Spectral compression of the electromyographic (EMG) signal, due largely to decreasing muscle fiber conduction velocity, is commonly used as an indication of muscle fatigue. Current methods of estimating conduction velocity using characteristic frequencies such as the median frequency of the power spectrum, are based on an assumption of uniform spectral compression. To examine changes in the EMG frequency spectrum during fatigue, muscle fiber conduction velocity was measured during sustained, isometric contractions of the biceps brachii. Compression of the EMG power and amplitude spectra was simultaneously examined using the median frequency and-an alternative method-the spectral distribution technique. The spectral distribution technique consistently gave a better estimate of the relative change in muscle fiber conduction velocity than either of the median frequencies. This was further examined using a physiologically based EMG simulation model, which confirmed these findings. The model indicated that firing statistics can significantly influence spectral compression, particularly the behavior of characteristic frequencies in the vicinity of the firing rates. The relative change in the median frequency, whether of the amplitude or frequency spectrum, was consistently greater than the relative change in conduction velocity. The most accurate indication of the relative change in conduction velocity was obtained by calculating the mean shift in the midfrequency region of the EMG amplitude spectrum using the spectral distribution technique.
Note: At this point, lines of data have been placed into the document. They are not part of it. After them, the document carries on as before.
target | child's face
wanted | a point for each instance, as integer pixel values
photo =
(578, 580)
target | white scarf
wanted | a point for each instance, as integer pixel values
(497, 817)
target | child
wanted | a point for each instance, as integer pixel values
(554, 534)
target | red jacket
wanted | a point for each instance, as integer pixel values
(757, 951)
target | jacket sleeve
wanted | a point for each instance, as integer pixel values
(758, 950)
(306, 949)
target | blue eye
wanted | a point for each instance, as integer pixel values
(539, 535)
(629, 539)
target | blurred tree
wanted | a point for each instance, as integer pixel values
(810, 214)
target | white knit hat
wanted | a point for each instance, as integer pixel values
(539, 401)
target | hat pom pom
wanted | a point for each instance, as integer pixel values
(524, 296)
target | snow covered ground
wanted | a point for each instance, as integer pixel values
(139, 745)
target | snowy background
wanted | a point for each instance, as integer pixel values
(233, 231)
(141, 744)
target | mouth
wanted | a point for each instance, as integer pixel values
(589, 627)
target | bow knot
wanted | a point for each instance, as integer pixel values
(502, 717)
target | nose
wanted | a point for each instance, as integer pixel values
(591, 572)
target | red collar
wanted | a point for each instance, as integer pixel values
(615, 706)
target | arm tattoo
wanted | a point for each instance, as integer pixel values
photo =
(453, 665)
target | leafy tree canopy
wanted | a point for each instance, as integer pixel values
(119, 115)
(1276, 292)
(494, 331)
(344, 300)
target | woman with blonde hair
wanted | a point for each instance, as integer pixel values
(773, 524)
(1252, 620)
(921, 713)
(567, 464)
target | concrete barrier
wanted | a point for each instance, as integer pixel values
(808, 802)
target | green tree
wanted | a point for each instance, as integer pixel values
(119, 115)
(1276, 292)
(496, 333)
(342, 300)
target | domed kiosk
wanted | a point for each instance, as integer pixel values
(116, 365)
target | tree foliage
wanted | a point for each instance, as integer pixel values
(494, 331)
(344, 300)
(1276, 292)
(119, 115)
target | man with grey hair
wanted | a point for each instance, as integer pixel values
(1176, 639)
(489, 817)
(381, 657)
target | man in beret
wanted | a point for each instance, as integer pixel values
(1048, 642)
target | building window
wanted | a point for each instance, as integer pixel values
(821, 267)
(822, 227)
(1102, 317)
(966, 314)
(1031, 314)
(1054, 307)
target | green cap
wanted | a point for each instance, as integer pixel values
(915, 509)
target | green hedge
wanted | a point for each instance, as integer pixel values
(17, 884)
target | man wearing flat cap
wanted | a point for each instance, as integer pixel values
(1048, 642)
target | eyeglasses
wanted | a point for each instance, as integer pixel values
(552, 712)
机译:通常由于肌纤维传导速度降低而引起的肌电图(EMG)信号的频谱压缩通常被用作肌肉疲劳的指标。当前使用特征频率(例如功率谱的中频)估算传导速度的方法是基于均匀频谱压缩的假设。为了检查疲劳期间肌电图频谱的变化,在肱二头肌的持续等距收缩过程中测量了肌纤维传导速度。 EMG功率和振幅频谱的压缩同时使用中频和另一种方法频谱分布技术进行了检查。频谱分布技术始终比任何一个中值频率更好地估计了肌肉纤维传导速度的相对变化。使用基于生理的EMG模拟模型进一步检查了这一点,证实了这些发现。该模型表明,点火统计数据可以显着影响频谱压缩,特别是点火速率附近特征频率的行为。无论是幅度还是频谱,中值频率的相对变化始终大于传导速度的相对变化。通过使用频谱分布技术计算EMG振幅频谱的中频区域的平均偏移,可以最准确地指示传导速度的相对变化。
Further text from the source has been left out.